We got home pretty late. The kids were already home but they weren’t asleep. They were talking in Mickey’s room. Our house hasn’t got these new dividers like the Bernsteins’, but anyway you can hear straight through the walls. Those youngsters were talking through half the night.

The plain fact is, this Israeli put the bug in my kids. I thought after he’d gone it would wear off in a few days. Well, it wasn’t so bad with Babe, she soon got a crush on Louis Braverman because he’s full of some Utopian ideas about a world government and he convinced her that Israel is a return to chauvinism. But my boy Mickey has been reading all these books on Palestine kibbutzim. Kids of his age have to be idealistic, and everything idealistic-sounding like socialism appeals to them. So this Israeli talk has a double attraction for them, they’re going to set up a socialistic Utopia as well as build up this new Jewish people.

With Mickey, it’s serious. He wants to give up his courses in business administration and start studying agriculture.

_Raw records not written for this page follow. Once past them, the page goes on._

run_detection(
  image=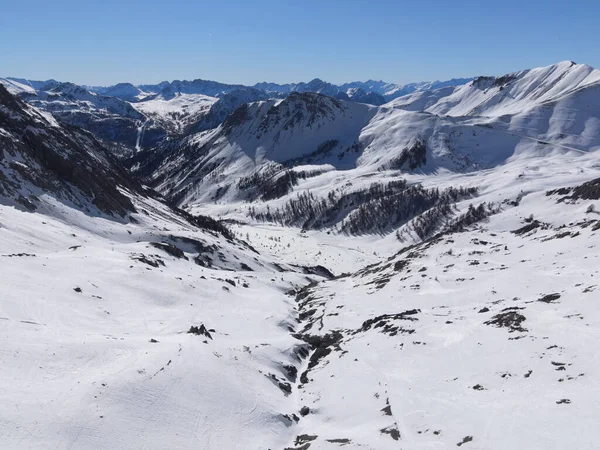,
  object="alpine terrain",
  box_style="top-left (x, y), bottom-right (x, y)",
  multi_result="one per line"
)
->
top-left (0, 61), bottom-right (600, 450)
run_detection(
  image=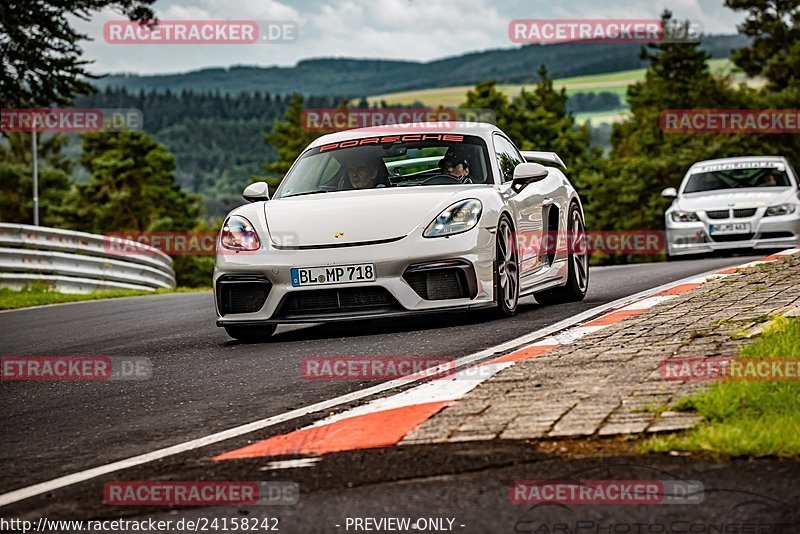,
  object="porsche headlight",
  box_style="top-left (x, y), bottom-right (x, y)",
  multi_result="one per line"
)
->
top-left (422, 198), bottom-right (483, 237)
top-left (672, 211), bottom-right (700, 222)
top-left (219, 215), bottom-right (261, 250)
top-left (764, 204), bottom-right (795, 217)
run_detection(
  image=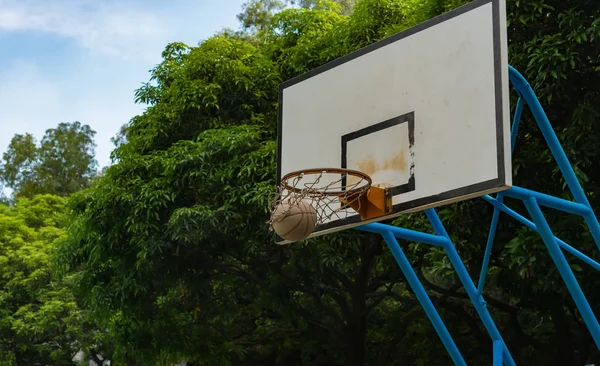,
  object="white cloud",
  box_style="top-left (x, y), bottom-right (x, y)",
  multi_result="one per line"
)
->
top-left (0, 0), bottom-right (169, 58)
top-left (0, 60), bottom-right (143, 167)
top-left (0, 60), bottom-right (61, 137)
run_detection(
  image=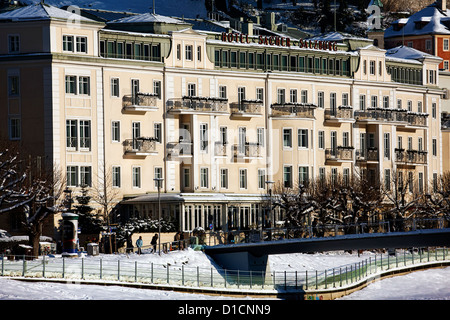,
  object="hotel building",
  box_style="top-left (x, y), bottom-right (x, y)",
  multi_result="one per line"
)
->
top-left (0, 4), bottom-right (443, 236)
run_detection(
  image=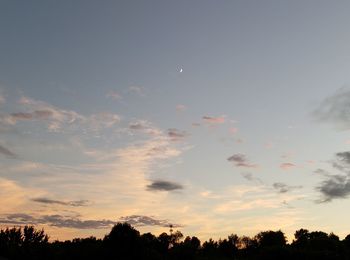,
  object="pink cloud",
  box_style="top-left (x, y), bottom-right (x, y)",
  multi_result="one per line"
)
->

I had a serious talk with him. “Look, Mickey,” I said, “we’re Americans. We have Israel now just like the Irish have Ireland—but how many Irish kids want to go to Ireland to raise potatoes?”

It’s not the same thing, he answers, and he starts in with a lot of talk about it’s only an accident that he was born over here, and he really belongs in Israel.

I tried to give him the facts. I told him how they haven’t even got tents to live in over there; I told him such hard conditions don’t matter to refugees, they are used to even worse conditions, and the Arab Jews never had anything better than tents. For them Israel means progress. But why does a man have to go backwards in civilization?

It’s pioneering, Mickey says. The people who first came to America gave up a better life for their ideas, too. All that line of talk. He’s swallowed it hook, line, and sinker.

So finally I had to make him see how ridiculous it was. “Do you mean that we should all go to Israel?” I demanded. “There are six million of us. There isn’t even room for us in Israel.”

No, he says. Only a select few have to go. The best ones.

I’ve got a real problem on my hands with that boy. He’s stubborn, and like me, when he goes after something he does it all the way. I’ve told him, “Mickey, I’ve spent my life building up something. It’s not for me. It’s for my family, for the idea that it will be perpetuated in generation after generation. I’ve built up the best chain of sport shops in the state. I’ve made our name mean something in the community, and even among the goyim. It stands for honesty and a square deal. . . .” My sincerest words fell on deaf ears. I already feel as if I had a stranger staying in the house. I feel as if my life were wasted. My own son isn’t interested in our life any more.